Blix, to retire next week after heading inspections before the US-led war on Iraq began in March, also spoke critically at a think tank meeting of one of Washington's key arguments for overthrowing Iraq President Saddam Hussein.
"It is sort of fascinating that you can have 100 per cent certainty about weapons of mass destruction and zero certainty of about where they are," Blix said at the Council on Foreign Relations in New York.
Two months after the fall of Baghdad in a war launched after the United States and Britain accusing Saddam of illegally harboring nuclear, chemical and biological weapons, their troops still have not found any such weapons.
"I'm simply saying that the longer we are in this situation without finding anything, the more we have to ask ourselves is it conceivable that they did destroy in '91," Blix told Reuters Television after the event.
Saddam said the weapons were destroyed in 1991 when a US-led international coalition ousted his army from Kuwait.

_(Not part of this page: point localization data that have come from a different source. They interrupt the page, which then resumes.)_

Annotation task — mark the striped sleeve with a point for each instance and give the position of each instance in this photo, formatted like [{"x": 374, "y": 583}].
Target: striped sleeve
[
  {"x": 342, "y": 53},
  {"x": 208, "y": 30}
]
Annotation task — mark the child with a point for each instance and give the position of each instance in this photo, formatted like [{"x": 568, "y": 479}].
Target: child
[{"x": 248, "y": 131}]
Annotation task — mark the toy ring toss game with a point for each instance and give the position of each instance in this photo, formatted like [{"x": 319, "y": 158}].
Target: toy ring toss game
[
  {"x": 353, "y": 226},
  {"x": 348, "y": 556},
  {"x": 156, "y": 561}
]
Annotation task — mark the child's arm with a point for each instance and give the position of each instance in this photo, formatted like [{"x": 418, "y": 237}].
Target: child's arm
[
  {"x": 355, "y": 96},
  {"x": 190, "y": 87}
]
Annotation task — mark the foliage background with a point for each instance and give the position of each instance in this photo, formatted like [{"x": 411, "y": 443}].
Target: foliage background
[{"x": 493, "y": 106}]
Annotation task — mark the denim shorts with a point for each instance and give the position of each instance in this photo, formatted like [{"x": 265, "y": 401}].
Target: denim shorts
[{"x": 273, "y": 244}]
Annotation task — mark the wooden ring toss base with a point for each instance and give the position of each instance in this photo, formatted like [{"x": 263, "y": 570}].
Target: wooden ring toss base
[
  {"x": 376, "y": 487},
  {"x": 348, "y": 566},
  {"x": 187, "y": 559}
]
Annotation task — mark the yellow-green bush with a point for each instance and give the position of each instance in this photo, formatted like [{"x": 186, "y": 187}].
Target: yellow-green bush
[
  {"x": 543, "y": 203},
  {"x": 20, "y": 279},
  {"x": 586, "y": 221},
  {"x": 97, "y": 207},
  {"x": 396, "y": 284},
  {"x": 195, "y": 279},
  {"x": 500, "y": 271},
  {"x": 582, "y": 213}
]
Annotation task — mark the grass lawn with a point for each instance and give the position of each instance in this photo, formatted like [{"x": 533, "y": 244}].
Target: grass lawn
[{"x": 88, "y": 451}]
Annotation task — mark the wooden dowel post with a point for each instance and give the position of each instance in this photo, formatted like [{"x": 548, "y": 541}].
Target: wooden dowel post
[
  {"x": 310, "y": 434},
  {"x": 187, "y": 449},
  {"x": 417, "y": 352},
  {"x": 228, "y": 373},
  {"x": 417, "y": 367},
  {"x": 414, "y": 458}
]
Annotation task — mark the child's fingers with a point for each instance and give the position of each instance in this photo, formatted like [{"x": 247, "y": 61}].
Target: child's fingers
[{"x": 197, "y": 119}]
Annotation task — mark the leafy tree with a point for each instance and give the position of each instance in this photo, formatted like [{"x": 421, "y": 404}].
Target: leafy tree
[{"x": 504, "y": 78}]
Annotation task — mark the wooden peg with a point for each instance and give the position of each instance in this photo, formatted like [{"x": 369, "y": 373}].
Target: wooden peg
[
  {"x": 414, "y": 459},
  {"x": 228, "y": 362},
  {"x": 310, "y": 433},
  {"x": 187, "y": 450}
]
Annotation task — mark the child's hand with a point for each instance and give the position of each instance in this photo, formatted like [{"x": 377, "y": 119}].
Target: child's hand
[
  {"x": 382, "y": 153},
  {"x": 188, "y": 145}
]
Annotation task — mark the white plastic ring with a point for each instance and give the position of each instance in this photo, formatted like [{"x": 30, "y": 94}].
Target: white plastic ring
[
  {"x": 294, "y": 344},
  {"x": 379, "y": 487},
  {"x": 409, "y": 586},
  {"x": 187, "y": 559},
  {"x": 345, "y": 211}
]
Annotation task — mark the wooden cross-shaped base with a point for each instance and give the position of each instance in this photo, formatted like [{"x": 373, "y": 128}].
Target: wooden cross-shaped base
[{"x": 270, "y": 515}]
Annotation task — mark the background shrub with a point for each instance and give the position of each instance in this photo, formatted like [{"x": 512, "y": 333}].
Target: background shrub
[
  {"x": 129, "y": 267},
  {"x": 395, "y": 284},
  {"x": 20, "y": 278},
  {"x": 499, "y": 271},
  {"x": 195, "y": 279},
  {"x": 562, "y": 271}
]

Blix has said that inspectors made their last significant finds in 1994.
Blix's UN inspectors searched for weapons of mass destruction in Iraq from November 2002 to March 2003. Some US officials faulted the Swede for failing to produce tougher reports on Iraq's purported weapons.
But on Monday, Blix took aim at the Bush administration's assertions that Washington needed more time to find Iraq's weapons.
"Three-and-a-half months for new inspections was a rather short time before calling it a day and especially when we now see the US government is saying that, 'look, you have to have a little patience, you know these things take time.' All right," Blix told his audience of foreign policy analysts, business leaders, academics and journalists.
Blix, retiring on June 30 after heading the UN Monitoring, Verification and Inspection Commission since March 2000, said he would like to write a 'nuanced view' of the period.